PUT your social-engineering hats on. The problem to be wrestled with is the new inequality -- the increasing income, wealth, and opportunity gap, not between the rich and the poor but between the rich and the rest of us. Charles Handy, the British social thinker, describes what is emerging as "the 80/20 society," dramatic shorthand for the nascent carve-up of life chances. Census statistics put this development beyond debate -- and here I rely heavily on the research gathered by Frank Levy, an economist at the Massachusetts Institute of Technology, in his important new book, The New Dollars and Dreams. Whereas the median U.S. family income grew by 37 percent from 1949 to 1959 and by 41 percent in the 1960s, it grew by only 6.8 percent over the next two decades, with 97 percent of the increase since 1979 going to the top 20 percent of families. And the concentration of recent prosperity is narrower yet: as late as the 1970s the top one percent held 13 percent of the wealth; in 1995 it held 38.5 percent. Nearer the other end of the income scale, male high school graduates employed in services saw their median earnings fall from $34,000 in 1979 to $26,500 in 1996; those in manufacturing suffered a similar decline, from $37,500 to $29,500. Young and older men with college degrees also lost ground. The only group that saw its real income grow was men thirty-five to forty-four with college degrees. In 1997 the median family income, $43,200, was $400 below what it had been at the start of the decade.

How have American families managed to get by in the era of the new inequality? Sue Shellenbarger has reported in The Wall Street Journal that since 1969, according to the Census Bureau, "Working wives [have] contributed 23 percentage points of the 25% increase in family income, adjusted for inflation."

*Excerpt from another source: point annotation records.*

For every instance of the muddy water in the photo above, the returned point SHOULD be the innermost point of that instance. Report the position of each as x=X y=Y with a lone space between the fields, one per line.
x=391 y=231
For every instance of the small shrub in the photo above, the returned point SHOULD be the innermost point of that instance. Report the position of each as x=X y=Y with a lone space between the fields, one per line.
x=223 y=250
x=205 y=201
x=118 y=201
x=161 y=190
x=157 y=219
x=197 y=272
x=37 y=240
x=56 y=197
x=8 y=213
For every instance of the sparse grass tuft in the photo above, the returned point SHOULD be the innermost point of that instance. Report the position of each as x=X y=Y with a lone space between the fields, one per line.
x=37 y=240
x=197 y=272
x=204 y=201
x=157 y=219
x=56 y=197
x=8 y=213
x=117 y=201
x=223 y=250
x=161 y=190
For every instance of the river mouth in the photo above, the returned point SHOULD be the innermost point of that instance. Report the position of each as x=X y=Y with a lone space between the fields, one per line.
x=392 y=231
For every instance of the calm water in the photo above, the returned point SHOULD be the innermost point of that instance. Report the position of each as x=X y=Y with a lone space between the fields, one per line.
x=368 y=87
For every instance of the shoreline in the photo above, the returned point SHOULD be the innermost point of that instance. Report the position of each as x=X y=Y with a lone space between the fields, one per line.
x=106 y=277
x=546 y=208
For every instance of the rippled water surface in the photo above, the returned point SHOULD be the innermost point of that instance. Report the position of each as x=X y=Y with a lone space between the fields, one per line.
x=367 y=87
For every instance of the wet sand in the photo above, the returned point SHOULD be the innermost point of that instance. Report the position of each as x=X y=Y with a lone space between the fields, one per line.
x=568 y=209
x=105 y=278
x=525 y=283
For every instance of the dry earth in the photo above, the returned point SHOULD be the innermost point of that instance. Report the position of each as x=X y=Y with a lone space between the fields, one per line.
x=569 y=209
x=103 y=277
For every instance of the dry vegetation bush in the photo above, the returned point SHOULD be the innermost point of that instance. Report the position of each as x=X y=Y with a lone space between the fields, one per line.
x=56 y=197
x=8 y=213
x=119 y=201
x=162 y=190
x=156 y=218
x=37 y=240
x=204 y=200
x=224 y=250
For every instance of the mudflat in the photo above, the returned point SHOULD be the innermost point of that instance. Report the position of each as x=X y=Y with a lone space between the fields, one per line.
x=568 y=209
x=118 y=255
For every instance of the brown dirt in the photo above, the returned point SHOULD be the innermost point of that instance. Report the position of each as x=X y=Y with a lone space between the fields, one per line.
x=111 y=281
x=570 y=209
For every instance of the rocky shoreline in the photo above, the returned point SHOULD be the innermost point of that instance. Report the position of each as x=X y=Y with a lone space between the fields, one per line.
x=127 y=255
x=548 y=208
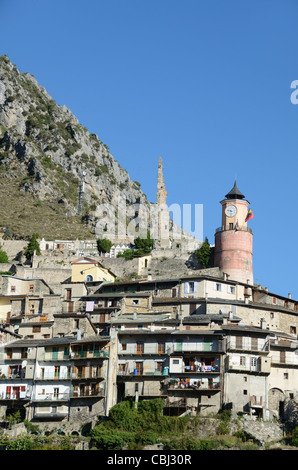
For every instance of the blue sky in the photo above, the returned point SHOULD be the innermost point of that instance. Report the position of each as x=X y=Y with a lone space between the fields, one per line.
x=204 y=84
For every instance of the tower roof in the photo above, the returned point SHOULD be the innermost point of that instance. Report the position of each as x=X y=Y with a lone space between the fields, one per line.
x=235 y=193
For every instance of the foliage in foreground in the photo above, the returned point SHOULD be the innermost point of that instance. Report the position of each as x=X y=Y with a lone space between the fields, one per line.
x=136 y=427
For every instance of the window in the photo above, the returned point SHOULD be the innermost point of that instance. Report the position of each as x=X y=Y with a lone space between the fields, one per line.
x=139 y=368
x=190 y=287
x=67 y=294
x=282 y=357
x=140 y=347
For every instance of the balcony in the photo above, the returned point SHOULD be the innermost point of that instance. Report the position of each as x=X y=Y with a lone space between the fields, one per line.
x=138 y=372
x=61 y=356
x=196 y=370
x=184 y=386
x=50 y=396
x=87 y=393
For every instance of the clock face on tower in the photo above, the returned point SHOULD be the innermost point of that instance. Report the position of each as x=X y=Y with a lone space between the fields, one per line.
x=231 y=210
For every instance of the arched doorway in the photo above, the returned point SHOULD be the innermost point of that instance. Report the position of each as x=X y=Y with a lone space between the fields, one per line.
x=276 y=398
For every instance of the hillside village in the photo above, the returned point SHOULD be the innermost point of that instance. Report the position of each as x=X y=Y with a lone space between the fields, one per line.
x=83 y=330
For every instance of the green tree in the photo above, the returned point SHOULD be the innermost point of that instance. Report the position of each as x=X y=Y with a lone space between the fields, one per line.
x=205 y=254
x=104 y=245
x=144 y=245
x=32 y=246
x=3 y=256
x=7 y=234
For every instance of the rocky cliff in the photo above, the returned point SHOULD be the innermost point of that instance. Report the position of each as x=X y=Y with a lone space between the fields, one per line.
x=45 y=154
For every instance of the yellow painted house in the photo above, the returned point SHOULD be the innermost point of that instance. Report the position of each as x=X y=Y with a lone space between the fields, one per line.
x=90 y=270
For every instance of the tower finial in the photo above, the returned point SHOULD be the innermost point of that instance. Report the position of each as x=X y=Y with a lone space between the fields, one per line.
x=162 y=193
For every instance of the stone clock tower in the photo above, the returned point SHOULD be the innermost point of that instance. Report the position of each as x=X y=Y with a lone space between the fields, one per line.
x=234 y=240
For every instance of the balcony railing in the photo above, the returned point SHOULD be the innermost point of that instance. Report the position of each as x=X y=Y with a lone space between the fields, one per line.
x=189 y=388
x=196 y=370
x=51 y=396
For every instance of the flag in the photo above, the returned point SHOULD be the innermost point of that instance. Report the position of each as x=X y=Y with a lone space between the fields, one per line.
x=249 y=215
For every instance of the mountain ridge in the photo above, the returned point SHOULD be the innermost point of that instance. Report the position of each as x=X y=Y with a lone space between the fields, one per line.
x=44 y=153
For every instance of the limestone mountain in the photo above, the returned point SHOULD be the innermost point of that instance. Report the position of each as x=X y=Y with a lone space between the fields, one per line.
x=44 y=153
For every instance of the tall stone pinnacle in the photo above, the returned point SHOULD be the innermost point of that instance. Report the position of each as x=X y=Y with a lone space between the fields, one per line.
x=162 y=193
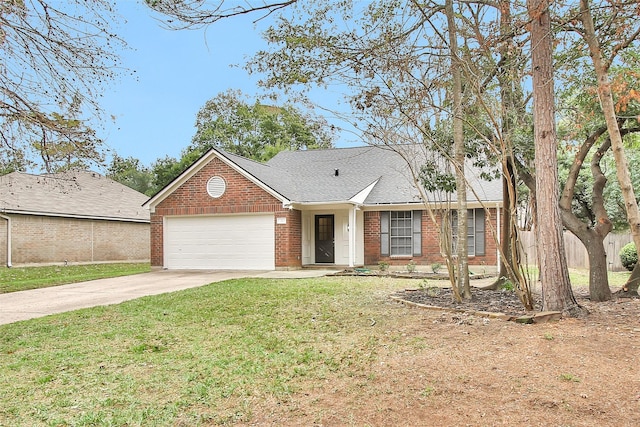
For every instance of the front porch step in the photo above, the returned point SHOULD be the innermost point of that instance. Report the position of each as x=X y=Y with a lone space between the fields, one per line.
x=324 y=267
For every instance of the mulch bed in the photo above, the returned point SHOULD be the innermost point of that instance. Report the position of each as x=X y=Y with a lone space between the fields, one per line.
x=488 y=301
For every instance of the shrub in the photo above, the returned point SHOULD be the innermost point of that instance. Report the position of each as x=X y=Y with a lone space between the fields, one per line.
x=629 y=256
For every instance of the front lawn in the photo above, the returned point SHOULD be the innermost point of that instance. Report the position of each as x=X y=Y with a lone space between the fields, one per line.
x=322 y=351
x=23 y=278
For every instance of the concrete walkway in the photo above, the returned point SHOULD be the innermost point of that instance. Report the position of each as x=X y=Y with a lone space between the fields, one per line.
x=16 y=306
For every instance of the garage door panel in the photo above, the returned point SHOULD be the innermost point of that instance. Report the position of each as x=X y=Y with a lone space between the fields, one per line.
x=220 y=242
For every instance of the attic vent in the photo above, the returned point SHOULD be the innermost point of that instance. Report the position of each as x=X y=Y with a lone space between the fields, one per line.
x=216 y=187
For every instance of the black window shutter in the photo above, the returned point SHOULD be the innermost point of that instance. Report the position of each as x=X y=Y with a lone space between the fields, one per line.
x=384 y=233
x=479 y=229
x=417 y=233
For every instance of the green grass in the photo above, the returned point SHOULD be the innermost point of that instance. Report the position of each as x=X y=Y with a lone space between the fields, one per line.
x=194 y=357
x=580 y=277
x=23 y=278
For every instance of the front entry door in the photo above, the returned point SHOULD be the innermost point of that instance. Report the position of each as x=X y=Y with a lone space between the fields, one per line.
x=324 y=239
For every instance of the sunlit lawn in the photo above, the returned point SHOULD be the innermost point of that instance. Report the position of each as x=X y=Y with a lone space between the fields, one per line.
x=195 y=357
x=23 y=278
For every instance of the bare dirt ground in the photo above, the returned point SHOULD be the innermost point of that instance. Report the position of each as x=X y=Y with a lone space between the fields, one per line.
x=427 y=367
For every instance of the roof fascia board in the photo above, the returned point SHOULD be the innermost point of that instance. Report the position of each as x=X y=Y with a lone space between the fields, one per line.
x=364 y=193
x=199 y=164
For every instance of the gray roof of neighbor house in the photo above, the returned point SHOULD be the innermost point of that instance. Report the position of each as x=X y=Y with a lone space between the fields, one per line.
x=78 y=194
x=339 y=174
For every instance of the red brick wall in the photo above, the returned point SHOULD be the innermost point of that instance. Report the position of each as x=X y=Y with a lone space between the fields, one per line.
x=430 y=242
x=241 y=196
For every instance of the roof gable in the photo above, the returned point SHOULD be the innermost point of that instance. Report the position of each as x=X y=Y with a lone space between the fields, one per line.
x=261 y=175
x=369 y=175
x=340 y=174
x=79 y=194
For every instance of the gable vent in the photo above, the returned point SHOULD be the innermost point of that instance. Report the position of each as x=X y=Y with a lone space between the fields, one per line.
x=216 y=187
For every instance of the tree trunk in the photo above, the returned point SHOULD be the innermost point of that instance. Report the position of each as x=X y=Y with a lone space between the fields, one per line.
x=632 y=283
x=608 y=109
x=459 y=157
x=557 y=294
x=598 y=276
x=591 y=236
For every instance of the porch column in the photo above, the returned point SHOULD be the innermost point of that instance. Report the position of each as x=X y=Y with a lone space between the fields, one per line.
x=352 y=236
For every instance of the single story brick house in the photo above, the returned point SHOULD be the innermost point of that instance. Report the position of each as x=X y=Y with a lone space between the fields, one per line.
x=343 y=207
x=74 y=217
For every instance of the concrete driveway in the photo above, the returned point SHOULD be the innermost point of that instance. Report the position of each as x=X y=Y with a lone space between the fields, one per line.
x=16 y=306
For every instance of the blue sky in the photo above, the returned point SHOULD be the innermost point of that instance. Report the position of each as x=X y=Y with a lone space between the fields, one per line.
x=177 y=72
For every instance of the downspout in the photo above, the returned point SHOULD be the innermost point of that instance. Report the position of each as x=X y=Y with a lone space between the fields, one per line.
x=8 y=239
x=499 y=242
x=352 y=236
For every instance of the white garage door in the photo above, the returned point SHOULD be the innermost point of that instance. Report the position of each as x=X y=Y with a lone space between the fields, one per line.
x=244 y=242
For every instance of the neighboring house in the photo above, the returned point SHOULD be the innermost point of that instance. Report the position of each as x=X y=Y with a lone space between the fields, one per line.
x=72 y=217
x=340 y=207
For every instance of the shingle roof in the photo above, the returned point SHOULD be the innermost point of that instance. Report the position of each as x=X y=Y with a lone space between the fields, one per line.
x=336 y=175
x=74 y=194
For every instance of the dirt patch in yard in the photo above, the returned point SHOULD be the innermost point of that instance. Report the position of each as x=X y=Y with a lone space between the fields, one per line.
x=414 y=366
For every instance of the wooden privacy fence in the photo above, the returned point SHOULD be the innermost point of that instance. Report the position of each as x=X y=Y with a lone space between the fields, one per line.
x=576 y=253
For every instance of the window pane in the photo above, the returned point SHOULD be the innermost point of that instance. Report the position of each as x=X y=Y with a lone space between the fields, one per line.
x=401 y=233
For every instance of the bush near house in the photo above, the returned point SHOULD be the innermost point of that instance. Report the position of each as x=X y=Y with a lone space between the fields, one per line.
x=629 y=256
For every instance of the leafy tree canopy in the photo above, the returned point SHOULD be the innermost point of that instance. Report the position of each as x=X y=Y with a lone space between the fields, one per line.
x=256 y=131
x=56 y=58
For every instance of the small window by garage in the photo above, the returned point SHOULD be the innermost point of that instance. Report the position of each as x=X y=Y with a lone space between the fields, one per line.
x=216 y=186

In the past two years the long nineties expansion has finally reached the "bottom" 80 percent, giving a fillip to average wages, especially to the wages of minorities. A few good quarters are not necessarily evidence of a trend, however, particularly since one can point to signs of a countertrend: for example, that there were more layoffs in 1998 than in any year since 1993, when "downsizing" decimated whole ranks of middle management. The new inequality is unlikely to be reversed by a global market that remorselessly bids most wages down: according to 1994 figures, American garment workers made $7.53 an hour, competing against Bangladeshi workers making twenty-five cents an hour; American steel workers made $13 an hour, competing against Brazilian workers making $1.28. Inequality needs to be reversed not alone for the sake of economic justice, never much of an American cause, but for stability. Unequal incomes, says Alan Greenspan, the chairman of the Federal Reserve Board, are potentially "a major threat to our security." The many cannot be expected to long endure, Lester Thurow has written, a system that works only for the few. The challenge is to democratize prosperity without sacrificing economic dynamism, every bit of which is needed to raise incomes, living standards, and fulfillable hopes.